CEDEC study indicates “…more than a perceived discrimination" against anglophones in the workplace. Bill 101 still contracting community

By P.A. Sévigny on March 12, 2012

If you’re an underpaid, under-employed or unemployed middle-aged Anglophone living in Montreal, you’re not alone. Apart from your dismal French, your age and what many would politely describe as ’your limited skill set ‘, the results of a new survey indicate your prospects for a good job are dim-very dim. Based upon results of new research conducted by Montreal’s CEDEC (Community Economic Development and Employability Corporation), anglophones face a serious range of obstacles which can effectively limit, or effectively destroy their employment opportunities in what is already Montreal’s severely depressed labor market.

“This is serious,” said Marianna Balakhnina-CEDEC’s coordinator of research and development for the greater Montreal area. “This is more than a perceived discrimination.”

According to their survey, a number of factors, including the prospect of radically declining retirement earnings, are forcing a significant sector of the city’s population to search for viable options which usually include an unexpected return to the workforce. Unfortunately, the survey’s results also appears to confirm what many believe to be one of the more unpleasant facts of life when you happen to be a middle-aged  Anglophone who is wants to find a decent job in Montreal. According to the survey’s 684 respondents, Montreal’s jobless Anglos are often frustrated because they are forced to deal with situations and problems over which they have little or no control. Among others, survey respondents indicated that the most prevalent obstacles to finding worthwhile employment include

A)     Level of French language speaking skills and / or writing skills comsidered not bilingual enough;

B)     Age discrimination which becomes seriously acute after the age of 50;

C)     Low level of computer skills;

D)     Recent immigrants face numerous challenges including a lack of adequate French skills, racial or religious discrimination and are less likely to know about available resources for finding employment.

E)      Those living outside the city but within the greater Montreal area tend to have a lower level of education, are less likely to have undergone some type of training program and are far more likely to say their French language skills are an obstacle to their prospects of landing a job.

However, upon closer investigation, the survey also indicates Québec’s Bill 101 is still destroying what’s left of their community because 38.7 % of Montreal’s anglophone population is now aged 45 years and more. Simply put, they stayed while their children left home and went down the road to Toronto and wealthier parts of the nation. Even as almost 70% of them know how to speak French, and even if 48% of them have a university education, almost 50% of those polled in the survey have spent more than a year looking for work.
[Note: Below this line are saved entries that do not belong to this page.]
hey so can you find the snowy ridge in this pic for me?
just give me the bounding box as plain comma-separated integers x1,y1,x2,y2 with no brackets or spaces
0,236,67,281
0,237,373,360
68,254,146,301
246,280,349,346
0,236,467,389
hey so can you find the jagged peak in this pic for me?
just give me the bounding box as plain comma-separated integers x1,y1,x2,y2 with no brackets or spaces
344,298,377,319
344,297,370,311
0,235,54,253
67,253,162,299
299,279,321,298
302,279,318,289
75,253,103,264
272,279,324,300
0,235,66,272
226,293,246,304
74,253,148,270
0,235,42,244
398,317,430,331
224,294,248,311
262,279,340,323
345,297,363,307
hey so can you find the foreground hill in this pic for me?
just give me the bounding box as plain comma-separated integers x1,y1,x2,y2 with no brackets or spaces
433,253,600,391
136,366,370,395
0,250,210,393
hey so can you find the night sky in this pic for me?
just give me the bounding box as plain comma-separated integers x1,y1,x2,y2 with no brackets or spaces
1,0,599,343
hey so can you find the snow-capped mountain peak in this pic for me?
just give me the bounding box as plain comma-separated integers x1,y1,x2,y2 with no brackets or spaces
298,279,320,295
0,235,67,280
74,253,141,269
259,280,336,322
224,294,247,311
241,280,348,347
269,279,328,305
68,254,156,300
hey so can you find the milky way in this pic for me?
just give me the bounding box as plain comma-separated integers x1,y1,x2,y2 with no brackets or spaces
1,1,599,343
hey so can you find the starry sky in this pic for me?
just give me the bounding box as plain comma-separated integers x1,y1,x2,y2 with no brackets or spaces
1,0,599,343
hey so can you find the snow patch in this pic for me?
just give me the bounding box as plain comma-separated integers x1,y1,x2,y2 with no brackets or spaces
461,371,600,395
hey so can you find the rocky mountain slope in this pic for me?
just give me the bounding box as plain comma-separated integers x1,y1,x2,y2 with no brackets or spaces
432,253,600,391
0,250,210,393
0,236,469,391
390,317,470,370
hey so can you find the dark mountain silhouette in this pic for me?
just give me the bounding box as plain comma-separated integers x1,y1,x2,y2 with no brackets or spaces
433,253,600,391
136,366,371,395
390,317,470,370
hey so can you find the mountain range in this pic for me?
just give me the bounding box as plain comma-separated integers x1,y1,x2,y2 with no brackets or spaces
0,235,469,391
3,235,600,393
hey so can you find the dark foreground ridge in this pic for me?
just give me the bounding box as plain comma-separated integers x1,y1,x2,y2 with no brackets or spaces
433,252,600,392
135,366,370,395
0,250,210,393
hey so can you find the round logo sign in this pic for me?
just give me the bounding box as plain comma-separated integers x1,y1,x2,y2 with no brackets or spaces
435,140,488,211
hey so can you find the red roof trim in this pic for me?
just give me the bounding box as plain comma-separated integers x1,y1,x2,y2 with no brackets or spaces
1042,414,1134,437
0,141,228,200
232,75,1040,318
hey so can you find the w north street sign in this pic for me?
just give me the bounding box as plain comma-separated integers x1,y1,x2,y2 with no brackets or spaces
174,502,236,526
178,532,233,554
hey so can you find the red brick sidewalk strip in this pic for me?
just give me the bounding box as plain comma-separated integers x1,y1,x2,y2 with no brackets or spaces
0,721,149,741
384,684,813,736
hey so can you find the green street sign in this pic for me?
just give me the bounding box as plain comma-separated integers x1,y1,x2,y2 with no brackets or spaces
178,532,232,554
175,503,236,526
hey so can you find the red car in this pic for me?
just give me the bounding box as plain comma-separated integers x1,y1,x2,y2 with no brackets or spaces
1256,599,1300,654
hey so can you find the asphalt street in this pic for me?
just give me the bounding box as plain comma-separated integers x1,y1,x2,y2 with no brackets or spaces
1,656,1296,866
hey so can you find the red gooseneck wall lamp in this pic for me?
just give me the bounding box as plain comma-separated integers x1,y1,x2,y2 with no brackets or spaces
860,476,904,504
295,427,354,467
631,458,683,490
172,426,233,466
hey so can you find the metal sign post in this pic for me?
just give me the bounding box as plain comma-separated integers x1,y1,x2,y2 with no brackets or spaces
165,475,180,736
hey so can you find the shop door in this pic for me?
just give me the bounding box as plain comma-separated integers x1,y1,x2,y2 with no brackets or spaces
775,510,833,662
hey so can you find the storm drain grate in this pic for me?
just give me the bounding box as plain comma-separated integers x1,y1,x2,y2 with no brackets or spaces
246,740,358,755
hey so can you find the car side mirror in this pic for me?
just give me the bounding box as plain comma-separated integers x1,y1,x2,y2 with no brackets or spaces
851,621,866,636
According to Balakhnina, the CEDEC report indicates 83% of Québec’s Anglos and Allophones consider their level of French language skills to be an issue, if not an obstacle, when they’re looking for a job. 

“For sure they’re bilingual,” said Balakhnina, “…but according to these numbers, they’re not bilingual enough!”

In a province where it’s not unusual for politicians to apologize before speaking in English at a press conference, 38% of Québec’s native Anglos believe their French language skills are “very much” of an issue, if not an obstacle to finding some kind of decent work in both the city and the province. For those born outside the country as well as for those born in the ROC (Rest of Canada), it’s closer to 60% per cent and that doesn’t include considerations about  their computer skills, their race, their religion or worse-their age.

While Balakhnina said the numbers paint a dim picture for the city’s unemployed Anglos, she also pointed out how, unlike most people in their position, a solid majority among them refuse to give up and let the state take care of them.

“They’re willing to do whatever it takes to learn new skills,” she said. “They’re not afraid to go back to school if that’s what it takes to get a new job.”

 Based upon the survey’s results, she also told The Métropolitain about CEDEC’s plans to improve their chances to get the big job. Apart from the obvious benefits to be gained from hiring people who are already know what’s expected of them in any kind of work environment, Balakhnina said mature workers have a lifetime of experience to offer their new employer.

“These are the people who have a lot of work experience,” she said. “ They’re dedicated, they’re disciplined, they have lots of life experience and more than anything else,  they really need the job and they know it.”